Monday, January 26, 2009

A Bishop, Vikings and The Ark

mosaic in the oratory of Germigny-des-Prés

Do you remember Indiana Jones and the Raiders of the Lost Ark? In the movie, the Nazi Germans are trying to find the Ark of the Covenant in the belief that whoever possesses it would never be defeated in combat. This assumption is based on several references to the Ark in the Bible as the “strength and glory of God.” (source: Wikipedia). The Israelites consulted and carried it with them during battles, helping them gain victory over their enemies. The most famous is the crumbling of the walls of Jericho after carrying the Ark around the city for seven days, allowing the people of Israel to enter and take the city. However, the Nazis forgot that there are also Bible accounts saying that looking into the Ark or even merely touching it would result in death. So, even when they got possession of it near the end of the film, it was only short-lived. They even weren't able to use for they met their death upon opening the Ark to "test " its might before presenting it to the Führer. And Indiana Jones and his friends were saved from their clutches, and the Ark was safely sealed and stored in a secret place, along with other religious and mythical relics.

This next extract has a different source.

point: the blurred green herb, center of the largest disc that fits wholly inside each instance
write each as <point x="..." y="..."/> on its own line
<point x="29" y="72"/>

Well, if one believes in the power of the Ark and link it to the survival of the oratory of Germigny-dès-Pres during the tumultuous Middle Ages, then one can write a good story, even a novel about it. When Vikings raided the town by the end of the 9th century, everything except the sanctuary was destroyed. And what is inside this chapel that exempted it from being torn down? --- a beautiful mosaic of the Ark of the Covenant with two cherubim guarding over it. Like the Mosta Dome in Malta, its survival can be considered “miraculous”. Can it be due to the presence of the Ark, even if it is just an image? Maybe. And with the two sentinel angels which seem to be almost a replica of the ones on the Ark’s cover, perhaps it is a representation of the double protection of the Ark and the place it is housed in. Bishop Theodulf might have foreseen the destruction of the villa and sought to protect it by having the mosaic created in his private chapel. Or more likely, the Scandinavians spared it for being a place of Christian worship. During that time, many Norsemen were being converted to Christianity and this may have contributed to the oratory’s preservation.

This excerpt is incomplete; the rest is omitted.